Further down the wish list, she would request some way to report problems or give feedback to DHCD. (The application website does list phone numbers and chats available with Mass 211, a statewide nonprofit resource that provides information and assistance for a menu of health and human services programs, including housing and rental assistance.)

Some Advice for RAFT Applicants

Given the possible delays and uncertainties with rental assistance, and considering the expiration (for now) of Chapter 257 of the Acts of 2020, which disallowed evictions while applications for rental assistance were pending, Landers suggests moving ahead with evictions simultaneously with RAFT applications, at least for undesired tenants.

“Assume that your application is going to take three months,” she says, and that rent arrears are going to continue building while you await word from RAFT. Also assume that you may have to resubmit documents more than once. And don’t assume that a RAFT grant is going to cover the amount of rent owed.

Dealing with an Unfair Time-out

One strategy that has succeeded at least once in reversing a time-out is the public records request: Ask the RAA to see your timed out application and all communications from them to you and your renter. Consult with an attorney first, but the request would be filed jointly by you and your renter so that there could be no objection raised with regard to renter confidentiality.

A public records request puts an RAA in the uncomfortable position of choosing whether they are an agent of the state or not. If they are an agent of the state, then they are a record holder. They must comply with public records law and lay bare the full paper trail of their shortcomings. Typically, for instance, they will be unable to produce any document showing they tried to contact you or the renter for missing information.

Alternatively, if the RAA claims that it is not an agent of the state, then they must be engaged in the business of rental assistance. In this case you as landlord and renter both could make a complaint for triple damages plus attorney’s fees under General Law Chapter 93A. Nonprofits are not exempt from 93A. Timing-out an eligible application with inadequate follow-up is manifestly unfair. This is an untested legal theory, but it has not yet needed to be tried.
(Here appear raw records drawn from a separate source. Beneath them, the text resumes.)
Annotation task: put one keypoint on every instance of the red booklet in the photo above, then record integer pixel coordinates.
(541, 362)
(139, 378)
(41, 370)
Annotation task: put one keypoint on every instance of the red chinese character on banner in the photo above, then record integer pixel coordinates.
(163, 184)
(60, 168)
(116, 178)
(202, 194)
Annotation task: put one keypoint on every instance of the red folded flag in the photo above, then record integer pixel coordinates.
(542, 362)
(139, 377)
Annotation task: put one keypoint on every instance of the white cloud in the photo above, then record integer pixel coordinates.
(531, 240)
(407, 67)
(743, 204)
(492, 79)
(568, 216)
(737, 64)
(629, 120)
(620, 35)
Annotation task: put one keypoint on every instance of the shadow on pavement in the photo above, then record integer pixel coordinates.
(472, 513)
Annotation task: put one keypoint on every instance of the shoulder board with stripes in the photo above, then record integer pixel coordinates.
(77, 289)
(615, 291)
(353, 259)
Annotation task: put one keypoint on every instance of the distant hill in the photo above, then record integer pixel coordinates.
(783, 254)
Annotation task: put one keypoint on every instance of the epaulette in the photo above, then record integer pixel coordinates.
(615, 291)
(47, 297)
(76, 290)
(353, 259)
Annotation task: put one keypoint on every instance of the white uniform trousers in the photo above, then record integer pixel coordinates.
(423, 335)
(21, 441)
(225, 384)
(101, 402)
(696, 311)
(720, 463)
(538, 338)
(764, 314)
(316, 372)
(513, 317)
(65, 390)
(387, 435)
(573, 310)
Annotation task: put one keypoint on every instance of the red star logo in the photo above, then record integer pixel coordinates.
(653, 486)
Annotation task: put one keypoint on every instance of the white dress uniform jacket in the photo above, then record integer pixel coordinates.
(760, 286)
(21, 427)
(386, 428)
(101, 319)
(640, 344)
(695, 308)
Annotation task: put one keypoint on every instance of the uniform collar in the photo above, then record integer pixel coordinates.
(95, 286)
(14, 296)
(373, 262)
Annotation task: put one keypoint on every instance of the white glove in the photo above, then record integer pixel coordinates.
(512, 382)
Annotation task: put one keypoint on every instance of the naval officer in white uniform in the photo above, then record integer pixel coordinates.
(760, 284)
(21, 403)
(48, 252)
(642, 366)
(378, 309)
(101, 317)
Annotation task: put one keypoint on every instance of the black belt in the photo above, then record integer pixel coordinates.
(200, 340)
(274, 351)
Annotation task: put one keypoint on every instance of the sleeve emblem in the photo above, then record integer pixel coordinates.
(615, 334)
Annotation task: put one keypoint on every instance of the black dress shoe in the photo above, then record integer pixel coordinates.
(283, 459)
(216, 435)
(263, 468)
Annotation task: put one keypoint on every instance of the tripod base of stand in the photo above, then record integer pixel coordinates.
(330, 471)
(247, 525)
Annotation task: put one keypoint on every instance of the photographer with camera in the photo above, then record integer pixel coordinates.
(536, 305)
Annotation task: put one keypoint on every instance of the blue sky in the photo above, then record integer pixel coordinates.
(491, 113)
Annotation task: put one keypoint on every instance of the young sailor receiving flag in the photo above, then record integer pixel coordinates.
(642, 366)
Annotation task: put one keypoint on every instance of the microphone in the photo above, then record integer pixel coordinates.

We have suggested this course of action several times and to the best of our knowledge, each RAA has made no claims in response either way. Instead, each RAA has chosen the third path: they reversed the time-out and paid the requested rental assistance.

Applying for RAFT Conclusion

It’s likely that DHCD and RAAs were overwhelmed with applications early in the Covid-19 pandemic, and some inefficiencies could be understood within that context. But now, more than three years since the pandemic disrupted so many people’s finances and housing, it’s hard to accept that many of the same issues remain with the application process.

Worse are the results of those delays and inefficiencies. People are forced to move out of their homes because they don’t receive the funding they need – in many cases with no explanation.

We would prefer that DHCD cooperate in providing the public information we seek to determine RAFT outcomes and help renters get the assistance they need. Were DHCD more transparent and held accountable for statistical information, it would likely assist in analyzing and remedying shortcomings in the system. Without that cooperation, our alternative is to continue litigation to force the release of such data, at unnecessary public expense.